When the book was all written and in the publisher's hands, he took a trip back to Kabul, for the first time in 27 years. When he'd left, it was a thriving affluent cosmopolitan city, but it had since spent decades in war. He knew it would be bad, but what he found was even worse than he expected. He walked the streets of his old hometown, now ravaged by war and with burqa-clad women and children all over the streets begging for money, people paralyzed by shrapnel, prevailing destitution and despair. He said, "I felt like a tourist in my own country."

He said that because his first book had been so phenomenally successful and expectations were so high, with a book contract and anxious publishers and booksellers, he had a bit of a hard time getting started on the writing of his second book. He was plagued by self-doubt about his literary capabilities and whether he could measure up to his debut success. He said that he has "this almost pathological fear of boring the reader." But eventually he found his way into the rhythm of the story, and into the inner lives of his characters.
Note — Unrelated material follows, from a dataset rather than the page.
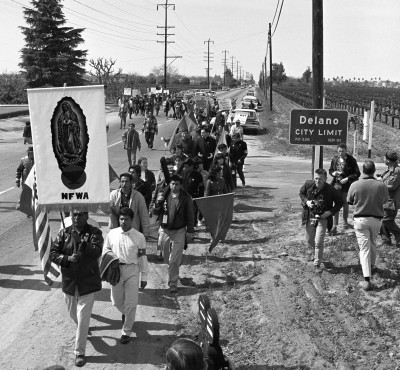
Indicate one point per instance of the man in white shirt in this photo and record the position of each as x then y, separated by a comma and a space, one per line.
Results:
129, 245
237, 129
His second novel is a more ambitious book then his first, with lots of main characters, not at all autobiographical, multigenerational, and told from alternating points of view of two female narrators, their thoughts intertwined with a historical narrative of Afghanistan's past three decades. The women weren't based on anyone he knew, exactly, though were inspired by stories of people he'd encountered on his trip to Kabul. To get into his protagonists' mindset, he even tried on a burqa when no one was around, "just to see what it felt like." He said, "It steals your breath away. It's really hard to get used to."

A Thousand Splendid Suns, the story narrated by Afghani women Mariam and Laila, was published in mid-2007. The book was also hugely successful and was Britain's best-selling book in 2008. The title is an English translation from a 17th-century poem in Farsi; the Persian poet had written verses describing the splendor he'd experienced upon journeying to Kabul.